Phase 4 — AI-Powered Fills (requires --post-audit)

For tokens that remain unresolved after Phase 3, the post-audit agent attempts context-aware fills using the project description and manifest as context. AI-assisted completions are reflected as ai_filled status in references/defaults-audit.csv for review.


references/defaults-audit.csv

After enrichment, references/defaults-audit.csv contains one row per finding:

Column Description
file Relative path to the agent file
token The unresolved token (e.g. {MANUAL:STYLE_REFERENCE_PATH})
category Finding type (MANUAL_PLACEHOLDER, GENERIC_SECTION, TOOL_METADATA, MISSING_TOOL_REF)
line_no 1-based line number of the finding in the file
section Nearest section heading for context
context_snippet Nearby file content
auto_suggestion Suggested value (when available)
status pending, auto_filled, ai_filled, or skipped

Review this file after enrichment to confirm suggestions are appropriate and to identify findings that remain pending.


Re-Running Enrichment

Enrichment is idempotent for rule-based fills (the same inputs always produce the same output). It is safe to re-run --enrich after editing the project description to pick up new metadata.

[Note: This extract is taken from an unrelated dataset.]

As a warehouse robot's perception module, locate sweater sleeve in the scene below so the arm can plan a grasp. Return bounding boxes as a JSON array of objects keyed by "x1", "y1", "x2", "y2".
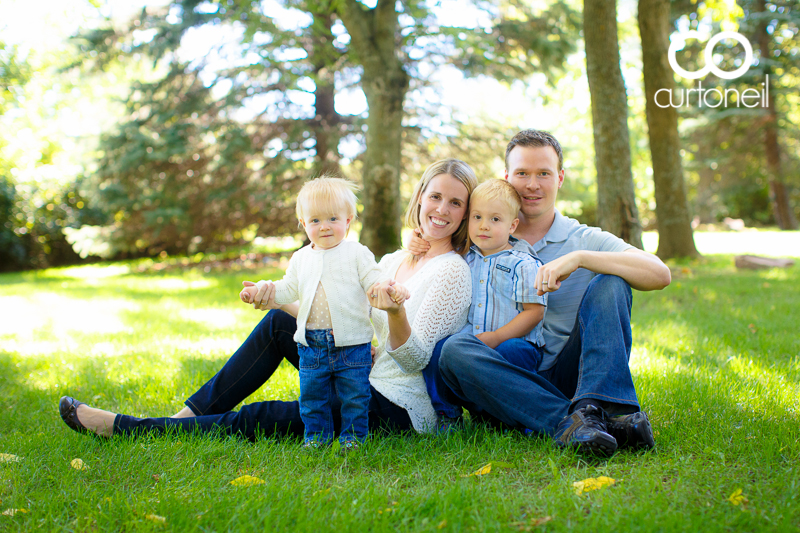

For AI-powered fills (--post-audit), re-running targets findings that are still marked pending in the defaults audit. Already filled findings are not reprocessed.


Security Scan Integration

Run --scan-security after enrichment to verify that no filled values introduced security-sensitive content (credentials, absolute paths with usernames, PII):

agentteams \
  --description brief.json \
  --project /path/to/project \
  --framework copilot-vscode \
  --enrich --scan-security

The security scan reports: - PII detection (absolute paths containing usernames) - Credential patterns (API keys, tokens, passwords) - Remaining unresolved placeholders - Artifact validation against JSON schemas

Exit code 1 if issues are found. Use --auto-correct to attempt automated repairs (requires --post-audit).


CLI Reference Summary

Flag Purpose
--enrich Run the enrichment pipeline after generation
--post-audit Run AI-powered post-generation audit (implies --enrich)
--scan-security Run security scan on output files (use after enrichment)
--auto-correct Attempt automated repair of security scan findings (requires --post-audit)
--project PATH Project directory to scan for context fills (required for Phase 3)

Best Practices

  • Always run --enrich when using --post-audit — the implied enablement is intentional but explicit is clearer in scripts.
  • Review references/defaults-audit.csv after every enrichment run. AI-enriched values are suggestions, not authoritative fills.
  • Run --scan-security after enrichment to catch any fills that accidentally introduced sensitive patterns.
  • Re-enrich after major description changes — enrichment reads the project description at the time of the run; if you updated tool metadata or component descriptions, run --enrich again to pick up the changes.